The referendum campaign in Ireland has seen a resurgence of conflict between a familiar constellation of forces. On the yes side are all of the main political parties, trade unions, the business community and a broad network of civil-society groups. Their campaign has been more co-ordinated and intense than last time, with the aim of mobilising the maximum number of supporters and ensuring a high turnout, which most commentators assume will assist the yes vote.
On the no side, a disparate coalition drawn from both the far Right and the far Left, including ultra-Catholics and unreconstructed Marxists, has sought to whip up hysteria about supposed threats ranging from military conscription to euthanasia and abortion. But the no side has struggled to find a coherent point of reference and seems to have none of the dynamism and vigour it projected last time.
The main reason for this is that Ireland has been traumatised by economic misfortune over the past year. The hubris of the Celtic Tiger years is a distant memory, owing to the worst recession in Ireland's history as an independent state. This year economists expect the economy to contract by up to 8 per cent, with a further steep decline likely next year.
The budget deficit is now the largest in the EU, and public debt has ballooned as the government has struggled to compensate for the steep drop in revenues. The Irish banking system approached total collapse in September last year and was saved only by a E400 billion ($676bn) government guarantee of all bank deposits. More recently, the state assumed the liabilities of rogue property developers by setting up a "bad bank" that could saddle Irish taxpayers with a mountain of debt for decades to come.
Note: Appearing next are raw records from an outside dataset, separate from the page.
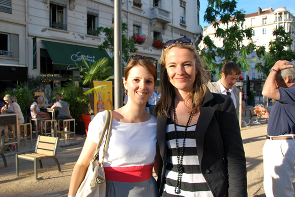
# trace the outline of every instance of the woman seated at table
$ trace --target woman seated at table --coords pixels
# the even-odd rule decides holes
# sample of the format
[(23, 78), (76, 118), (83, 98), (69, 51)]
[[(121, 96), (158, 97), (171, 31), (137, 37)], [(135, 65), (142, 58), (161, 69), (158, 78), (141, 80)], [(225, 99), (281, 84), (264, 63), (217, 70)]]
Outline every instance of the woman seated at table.
[(70, 105), (68, 102), (64, 101), (63, 96), (61, 96), (60, 101), (54, 103), (51, 106), (51, 109), (58, 110), (58, 115), (56, 117), (56, 120), (73, 118), (70, 112)]
[[(19, 105), (17, 103), (17, 100), (16, 99), (16, 97), (15, 96), (11, 96), (9, 94), (6, 94), (3, 97), (3, 100), (8, 105), (6, 105), (2, 109), (1, 109), (1, 113), (2, 114), (10, 114), (10, 113), (15, 113), (17, 114), (18, 115), (18, 124), (22, 124), (24, 122), (24, 118), (23, 117), (23, 115), (22, 115), (22, 112), (21, 112), (21, 110), (20, 109), (20, 107)], [(8, 126), (7, 128), (10, 130), (12, 130), (12, 127), (11, 125), (8, 126), (5, 126), (4, 127), (4, 136), (5, 136), (5, 142), (7, 142), (9, 140), (9, 137), (8, 136), (8, 130), (6, 127), (6, 126)]]
[(32, 118), (50, 119), (50, 116), (49, 113), (40, 111), (38, 103), (41, 102), (41, 99), (39, 96), (35, 96), (34, 97), (33, 102), (30, 107), (31, 116)]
The depth of the economy's plunge has helped the Irish government in its effort to secure a yes vote. The European Central Bank has provided a monetary lifeline that has provided much needed liquidity within the financial system and helped the government to stem the crisis of confidence created by the banking collapse. Government ministers and EU representatives repeatedly cite the example of Iceland in pointing out what might have happened to Ireland if it had been outside the EU.
Thus, the second referendum has brought back into play the economic dimension of Ireland's EU membership, which was largely absent from last year's debate on the treaty. Ireland has benefited disproportionately from EU largesse during its 35 years of membership, and last year was still receiving a net sum of E500million from the EU budget. Voters have been reminded of the potentially catastrophic cost of being excluded, not just from the single-market area but also from the decision-making structures in the Council of Ministers and the European Central Bank.
In addition, the Irish government secured legal guarantees from its EU partners on the issues that most concerned voters who voted no or abstained last time. These compromises state that nothing in the treaties will affect Irish prerogatives on abortion, military neutrality and taxation.
This is helping to mobilise a majority in favour of the treaty. Opinion polls conducted in recent weeks indicate that the yes side commands a strong majority of 62 per cent to 23 per cent, with 15 per cent of the electorate undecided. But nobody should take Irish voters for granted in the final days of the campaign.